After the brutal and devastating murder of Trayvon Martin at the hands of police officers, three black women (Alicia Garza, Patrisse Cullors, and Opal Tometi) created a black-centered political movement that would go global. Since then, countless more black Americans have been murdered by law enforcement. But bodycam usage by police has increased: and more importantly, so has awareness. Civilians and bystanders are recording police interactions. The next step is for police departments to hold their officers accountable for their actions. 

Since the 45th President of the United States of America took office, record numbers of women have run for office. Sometimes dubbed the “Pink Wave,” at least 79 women are running or considering running for governor in 2018: doubling the record that was set in 1994, according to Time Magazine. The number of Democratic women planning to challenge sitting Representatives is up almost 350 percent from 41 in 2016 (that is a TWO YEAR DIFFERENCE).  

Though most first-time candidates lose to incumbents, the women are undeterred. The ultimate goal is not, even, to win. The point is to show career politicians that women will not stand for their misrepresentation any longer. That 50.8 percent of the population, 60 percent of undergraduate and Masters degree earners, 47 percent of law degree earners, and 48 percent of medical degree earners are tired of being ignored. 

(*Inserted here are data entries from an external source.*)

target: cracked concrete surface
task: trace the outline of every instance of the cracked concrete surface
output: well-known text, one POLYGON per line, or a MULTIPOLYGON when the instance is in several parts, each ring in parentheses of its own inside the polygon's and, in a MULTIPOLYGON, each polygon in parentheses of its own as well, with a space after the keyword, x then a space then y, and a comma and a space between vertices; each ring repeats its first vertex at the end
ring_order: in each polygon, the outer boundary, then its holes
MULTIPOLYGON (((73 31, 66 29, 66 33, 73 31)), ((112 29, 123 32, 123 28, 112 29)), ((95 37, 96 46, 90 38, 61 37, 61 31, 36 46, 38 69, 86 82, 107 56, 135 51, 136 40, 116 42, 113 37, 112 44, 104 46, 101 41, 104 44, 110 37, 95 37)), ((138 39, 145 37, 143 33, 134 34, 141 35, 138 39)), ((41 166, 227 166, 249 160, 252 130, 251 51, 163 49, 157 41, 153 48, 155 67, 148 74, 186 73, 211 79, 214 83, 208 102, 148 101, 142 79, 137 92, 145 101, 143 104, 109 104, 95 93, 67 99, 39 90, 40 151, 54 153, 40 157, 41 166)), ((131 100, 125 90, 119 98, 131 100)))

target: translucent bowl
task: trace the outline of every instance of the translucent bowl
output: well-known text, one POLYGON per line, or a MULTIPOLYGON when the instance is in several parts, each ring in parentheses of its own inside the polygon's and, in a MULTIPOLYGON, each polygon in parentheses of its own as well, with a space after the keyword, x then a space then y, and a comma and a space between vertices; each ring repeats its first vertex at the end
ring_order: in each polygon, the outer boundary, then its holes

Essentially, activism is anything that will help make a lasting impact. And thus: protests are activism. Because what else is going to change a politician’s mind? If a politician is truly there to represent the will of the people, they MUST listen to protests.  

So. Black Lives Matter? Activism. The Women’s March(es)? Activism. What isn’t activism is sitting and insulting the strong men and women who decide to DO something about inequality.